As consequências da pesca ilegal, não declarada e não regulamentada (INN) são visíveis e de longo alcance na América Latina. Ela danifica os ecossistemas marinhos e os meios de subsistência e facilita outros crimes, indicou um relatório de setembro da Insight Crime, a organização internacional dedicada a investigar o crime organizado na América Latina e no Caribe.
“A pesca ilegal, não declarada e não regulamentada é […] o problema mais grave que sofrem os oceanos na América do Sul”, disse à Diálogo Milko Schvartzman, responsável pelo programa de conservação e pesca da ONG argentina Círculo de Políticas Ambientais, em 3 de outubro. “A primeira consequência da pesca INN é o impacto ambiental.”
Devastando os oceanos
Um relatório do Centro de Estudos Latinos e Latino-Americanos (CLALS) da American University, de Washington, D.C., indica que as consequências ambientais da pesca INN são devastadoras, por causa da superexploração, diminuição dos estoques de peixes, colapso da pesca, movimento da atividade pesqueira em águas cada vez mais profundas e práticas ilegais, que quase extinguem as espécies protegidas, entre outras.
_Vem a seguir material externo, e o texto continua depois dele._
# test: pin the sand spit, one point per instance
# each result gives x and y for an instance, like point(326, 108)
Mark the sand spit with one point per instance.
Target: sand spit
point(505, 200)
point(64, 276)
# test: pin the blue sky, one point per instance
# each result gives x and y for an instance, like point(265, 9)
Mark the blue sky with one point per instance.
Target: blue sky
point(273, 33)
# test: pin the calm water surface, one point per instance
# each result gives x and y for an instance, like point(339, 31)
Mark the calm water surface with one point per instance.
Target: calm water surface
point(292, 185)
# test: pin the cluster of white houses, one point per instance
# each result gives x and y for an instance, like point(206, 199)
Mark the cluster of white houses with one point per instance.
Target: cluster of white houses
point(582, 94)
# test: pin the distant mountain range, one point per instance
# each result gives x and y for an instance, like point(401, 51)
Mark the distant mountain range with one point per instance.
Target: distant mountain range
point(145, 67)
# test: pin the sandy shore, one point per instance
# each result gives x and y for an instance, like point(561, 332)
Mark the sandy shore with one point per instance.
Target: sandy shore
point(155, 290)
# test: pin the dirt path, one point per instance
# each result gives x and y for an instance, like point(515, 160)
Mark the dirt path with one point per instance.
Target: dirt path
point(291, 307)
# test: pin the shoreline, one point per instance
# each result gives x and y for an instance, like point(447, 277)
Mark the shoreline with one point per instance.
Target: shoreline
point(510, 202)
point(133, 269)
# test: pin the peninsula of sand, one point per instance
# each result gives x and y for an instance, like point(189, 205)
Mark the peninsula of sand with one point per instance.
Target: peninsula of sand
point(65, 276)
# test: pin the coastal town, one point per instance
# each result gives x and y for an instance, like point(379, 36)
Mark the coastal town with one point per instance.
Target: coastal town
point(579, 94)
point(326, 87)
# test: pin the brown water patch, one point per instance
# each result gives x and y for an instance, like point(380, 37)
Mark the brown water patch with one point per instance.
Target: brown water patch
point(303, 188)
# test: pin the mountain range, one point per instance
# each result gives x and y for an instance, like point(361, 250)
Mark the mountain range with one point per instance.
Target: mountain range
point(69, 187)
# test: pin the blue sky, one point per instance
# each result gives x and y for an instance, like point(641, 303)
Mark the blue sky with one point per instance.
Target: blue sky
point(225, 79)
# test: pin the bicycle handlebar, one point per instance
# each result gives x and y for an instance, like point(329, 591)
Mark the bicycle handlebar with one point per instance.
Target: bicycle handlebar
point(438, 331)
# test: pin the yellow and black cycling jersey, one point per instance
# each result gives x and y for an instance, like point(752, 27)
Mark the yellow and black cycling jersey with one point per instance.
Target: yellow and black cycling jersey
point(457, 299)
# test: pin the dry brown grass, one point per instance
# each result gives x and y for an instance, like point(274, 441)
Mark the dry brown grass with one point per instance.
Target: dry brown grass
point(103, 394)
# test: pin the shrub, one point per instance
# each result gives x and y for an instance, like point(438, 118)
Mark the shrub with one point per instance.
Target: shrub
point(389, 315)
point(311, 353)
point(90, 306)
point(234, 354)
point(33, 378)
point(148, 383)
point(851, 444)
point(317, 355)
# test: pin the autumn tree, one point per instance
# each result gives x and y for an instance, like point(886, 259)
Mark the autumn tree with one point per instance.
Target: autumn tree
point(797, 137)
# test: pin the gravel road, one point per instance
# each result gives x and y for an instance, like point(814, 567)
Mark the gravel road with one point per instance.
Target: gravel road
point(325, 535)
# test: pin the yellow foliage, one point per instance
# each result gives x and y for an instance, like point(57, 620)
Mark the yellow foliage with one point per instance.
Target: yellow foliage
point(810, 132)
No caso da América do Sul, as variedades mais capturadas pela frota pesqueira chinesa são a lula de barbatana curta e a lula gigante. Esta frota as captura fora de temporada, sem respeitar o tamanho, ou se é temporada de reprodução; não cumpre nenhuma regulamentação ativa, disse Schvartzman.
A captura deste molusco afeta gravemente o ecossistema, pois ele desempenha um papel vital nos ecossistemas marinhos, tanto como predador quanto como presa.
“Além disso, essa frota despeja diariamente toneladas de resíduos, óleos, toxinas, plásticos e peças de pesca descartadas”, disse Schvartzman. “Há aproximadamente 300 embarcações chinesas pescando lulas no Pacífico e mais de 400 no Atlântico, das quais cerca de 180 pescam em ambos os oceanos.”
Consequências diretas
As consequências econômicas diretas da pesca INN incluem insegurança alimentar dos pescadores artesanais e das comunidades pesqueiras, a diminuição dos rendimentos dos pescadores legais e das receitas fiscais dos governos. Depois da Ásia e da África, a América do Sul é a região que sofre as maiores perdas com a pesca INN, diz o relatório do CLALS.
“A frota [chinesa], subsidiada por seu país, tem mão de obra escrava”, afirmou Schvartzman. “Eles não pagam salários decentes, não cumprem nenhuma norma de segurança de navegação, laboral ou ambiental. Há concorrência desleal com os pescadores da região, que pagam impostos e cumprem com as normas ambientais e de segurança na navegação.”
Lavagem de dinheiro
Peter A. Murray, conselheiro da secretaria do Mecanismo Regional de Pescas do Caribe (CRFM), formada por 17 nações, que facilita a pesca sustentável na região, admitiu que a pesca se tornou um veículo de lavagem de dinheiro do narcotráfico, informou a InSight Crime.
Um dos problemas, destacou Murray, é que a pesca INN muitas vezes “é tratada como um problema regulatório e não como um crime organizado transnacional. Os esforços dos países muitas vezes passam despercebidos”.
Parte da solução
De acordo com o jornal equatoriano El Universo, a frota chinesa se afastou cerca de 300 milhas da zona econômica exclusiva (ZEE) das Ilhas Galápagos, Equador, em junho. A Marinha equatoriana comentou que a situação está sob controle e que está constantemente monitorando essa frota pesqueira, que no momento conta com cerca de 175 embarcações, declarou.
“[…] A depredação causada por essa frota não muda muito”, disse Schvartzman. “É o mesmo número de navios na mesma região […]; afastou-se um pouco e isso tem mais a ver com geopolítica do que qualquer outra coisa. A diplomacia do Equador conseguiu que a frota chinesa se afastasse algumas milhas da costa e isso é importante.”
Especialistas convocados pela InSight Crime e pelo CLALS, com relação às consequências da pesca INN, afirmam que há maneiras de enfrentar os criminosos, tais como aumentar a capacidade da força pública, para deter países com más práticas, e criar programas para os pescadores que não podem mais ganhar a vida no mar.
“Ainda há muito trabalho a ser efetuado, mas o progresso está sendo feito, por causa da conscientização pública sobre o problema. A sociedade sabe que o problema é sério, que há países que colaboram com essas frotas, que há portos que as abastecem, que conhecem seus movimentos. A transparência é parte da solução”, concluiu Schvartzman.